The FASB plans to discuss in early September a lingering question on its sweeping new rules for banks to calculate losses on souring loans. Banks, auditors, and regulators have questions on how to consider troubled debt restructurings when estimating credit losses.

As financial institutions gear up to implement the biggest change in accounting for banks in decades, the FASB has at least one lingering question to clear up: how to account for a type of loan modification called a troubled debt restructuring (TDR).
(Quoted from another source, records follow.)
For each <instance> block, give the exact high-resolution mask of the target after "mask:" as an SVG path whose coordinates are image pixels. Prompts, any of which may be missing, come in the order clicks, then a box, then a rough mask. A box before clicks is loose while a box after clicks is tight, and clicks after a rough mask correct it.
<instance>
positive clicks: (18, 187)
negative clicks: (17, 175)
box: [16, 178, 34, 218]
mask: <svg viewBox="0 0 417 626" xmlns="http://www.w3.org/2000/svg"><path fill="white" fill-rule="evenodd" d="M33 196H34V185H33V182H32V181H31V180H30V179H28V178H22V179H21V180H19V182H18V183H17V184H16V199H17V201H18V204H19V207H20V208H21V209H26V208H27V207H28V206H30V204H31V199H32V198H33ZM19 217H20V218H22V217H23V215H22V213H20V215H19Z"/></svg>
Banks and auditors have told the FASB that there is not enough clarity in the June 2016 standard, Accounting Standards Update (ASU) No. 2016-13, Financial Instruments — Credit Losses (Topic 326): Measurement of Credit Losses on Financial Instruments, about the accounting for these arrangements when assessing credit losses.

The board plans to discuss the issue in early September, a FASB spokesperson said.

Banks arrange TDRs when a borrower falls behind on payments. The restructuring usually either lowers the balance or allows a borrower extra time to pay it off. These restructurings are uncommon in good economic times, but in the aftermath of the 2008 financial crisis, banks restructured millions of worth of troubled loans.

At issue is evaluating how to consider TDRs when estimating credit losses. Estimating losses is the crux of the FASB’s new accounting model and the board’s chief response to the financial crisis. In one interpretation of the accounting standard, banks should assess troubled debt restructurings on a portfolio basis. In another, they would be assessed individually.

The FASB last discussed the issue in June at a meeting of its special group charged with tackling questions on the new standard, which shakes up how banks and other businesses calculate losses on souring loans and certain trade receivables and securities. The spirited discussion yielded no consensus view and revealed differences of opinion between bankers, who argued that they can identify troubled debts better on a case-by-case basis, and regulators, who said banks needed to estimate the effects of restructurings on groups of loans.

“Waiting until you identify individual loans feels like a delay to me,” said Jeffrey Geer, associate chief accountant at the Office of the Comptroller of the Currency, at the June 12 meeting of the FASB’s Transition Resource Group for the credit losses standard.

Geer gave the example of a bank calculating future losses on 100 loans. Based on experience, the bank estimates that five of the 100 will become troubled debt restructurings at maturity. Banks need to estimate the credit losses on those five loans on day one, not wait until they can identify which five will be the loans that have problems, he said.

To Michael Gullette, senior vice president for tax and accounting at the American Bankers Association, the regulator’s view was a major concern for banks.

“What they’re trying to do presents a lot of operational problems that are kind of contrary to the spirit of what [the credit losses standard] is,” Gullette said. “It’s either they don’t get it or they’re trying to have both accounting standards — the new and the old — work at the same time.”

The 2016 standard is a reaction to years of complaints by investors, analysts, and regulators that while current rules allow banks to record losses after they are “probable,” in practice it means the customer has stopped paying and the losses have already occurred. The delayed recognition of the losses made bank balance sheets during the crisis appear relatively healthy even when the mortgage market was collapsing and bank stocks were in a free fall.

The new standard will require banks to look to the future to estimate losses and book loan loss reserves. The standard goes into effect in 2020 or 2021, depending on the size of the financial institution.